SharePoint planning isn’t about deciding what you want everyone to see and what you want everyone to do. And it’s not about just throwing a bunch of neat tools together so everyone can play around and figure out which ones are most useful. But involving users in the process is about more than effective design and custom functionality; getting user input and keeping users informed about the goals and progress of the project have a psychological impact as well as a practical one. It’s important that your employees feel like the tools are being set up for their benefit, not just as some new set of commands handed down from on high.
So what does involving users look like exactly?
SharePoint is a tool for making a worker’s daily tasks easier. So planning begins with a discovery process that explores what each type of worker’s challenges are. You don’t have to include every last employee in the planning sessions, but you should include a representative of each user type.
The platform shouldn’t simply be designed by higher-ups and then imposed on users. It should be designed with users in mind. This means getting input from end-users and creating use cases, hypothetical scenarios for how the tools will be used in a real work setting, and customizing the implementation around them.
Don’t just create a plan for implementation, disappear for a while, and then one day ask everyone to sign on to the newly launched platform. The solution is being built for them, so make sure everyone knows what the goals are. And keep everyone apprised of the progress along the way. This way, employees will have a sense of shared purpose and feel they have a shared stake in the project’s success.

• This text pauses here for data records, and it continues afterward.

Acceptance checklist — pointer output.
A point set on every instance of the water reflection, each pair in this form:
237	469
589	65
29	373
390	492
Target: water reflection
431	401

Once the design and implementation are completed, your next step is deployment. But workers may still feel like the technology is being forced on them unless they have an opportunity to suggest some final changes. No matter how well designed a solution is, once you start using it every day you’re going to notice areas that need a little tweaking. So build opportunities for users to give you feedback into your implementation and deployment plans.
To get everyone on board from the beginning, and to keep them on board through deployment and beyond, you need to get the word out. It’ll be much easier to sell your employees on the project if you’re taking the right approach and making it all about them, but you still have to do some legwork. One internal marketing tactic is to appoint departmental evangelists who inform people about the goals and progress of the project, singing the praises of the platform all the while. You’ll also want to appoint Power Users, representatives from each department who are deeply involved in the project from start to finish, who can help train users and answer their questions.
Finally, it won’t matter if the platform has the potential to make workers’ lives easier if they don’t know how to use it. So every deployment plan needs to incorporate adequate training—and adequate periodic retraining.
Scott Walsh says the reason you hear complaints about SharePoint, whether they’re from users who find it frustrating or from managers who are disappointed that nobody’s using it, is that it’s too often treated as a one-and-done type of project. Some IT people install it and everyone’s expected to use it. “But SharePoint is much more like an ERP system in that it involves all kinds of planning around routine processes, and it requires a lot of encouragement and training.” To get people to use SharePoint, then, and hence to get all the productivity gains you hope to achieve with it, you need to design your implementation so that using it makes their lives easier, and you have to make sure they know using it will make their lives easier.